The issuance will be the first sovereign sukuk sale in the six-nation Gulf Cooperation Council (GCC) this year, according to data. Sales of bonds that comply with Islam's ban on interest surged to a record $21 billion in the region last year as borrowing costs plunged. The yield on Dubai's 6.396 per cent sukuk due in 2014 tumbled 344 basis points, or 3.44 percentage points, in 2012 to 2.13 per cent, the data show.
"I cannot imagine a more opportune time for Dubai to come to the market," Ghassan Chehayeb, research director for the Middle East and North Africa at Exotix, said yesterday.
Demand for sukuk
"Appetite for Islamic paper is growing exponentially, and sentiment towards Dubai is incredibly positive.
"The emirate has significant refinancing needs in 2015/2016, so it is critical that they continue to manage this challenging maturity schedule in advance."
Dubai, the second-biggest emirate in the United Arab Emirates, raked up $113 billion in debt to turn itself into a regional hub for commerce, transport and financial services, before teetering on the brink of default in 2009. Dubai state-linked maturities, not including restructured loans, amount to about $7 billion this year, almost $32 billion in 2014 and $9.6 billion in 2015, according to Bank of America Merrill Lynch estimates.
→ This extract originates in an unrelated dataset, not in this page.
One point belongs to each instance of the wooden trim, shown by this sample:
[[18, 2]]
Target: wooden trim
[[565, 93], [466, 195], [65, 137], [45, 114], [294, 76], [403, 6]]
The emirate's credit risk dropped more than peers in the Middle East last year as state-linked companies paid and restructured debt. The cost of insuring the emirate's unrated bonds for five years has retreated 15 basis points this month to 210 on Sunday, according to data provider CMA, which is owned by McGraw-Hill and compiles prices quoted by dealers in the privately negotiated market.
"Investor's perception for Dubai credit risk has improved significantly in 2012 and the strong risk-on momentum continues into 2013," Apostolos Bantis, a credit analyst at Commerzbank in London, said yesterday.
The government hired HSBC, Standard Chartered, Emirates NBD, Dubai Islamic Bank and National Bank of Abu Dhabi to arrange the sale, the people said. The government's last bond issuance was in April, when it sold $1.25 billion of sukuk in two tranches, including $600 million of five-year notes at a coupon of 4.9 per cent. It also raised $650 million of 10-year bonds at a 6.45 per cent coupon. The offering secured $4.5 billion in bids.
Dubai plans to create an Islamic finance council to regulate equity and fixed-income products as it seeks to become a hub for the industry, taking on centers such Bahrain and Malaysia, home to the biggest sukuk market in the entire world. Islamic finance will become one of the economy's 'core' industries, the government said this month.
The premium investors demand to own Dubai's bonds over Malaysia's 3.928 per cent Sharia-compliant notes due June 2015 narrowed five basis points this month to 75 as of January 18.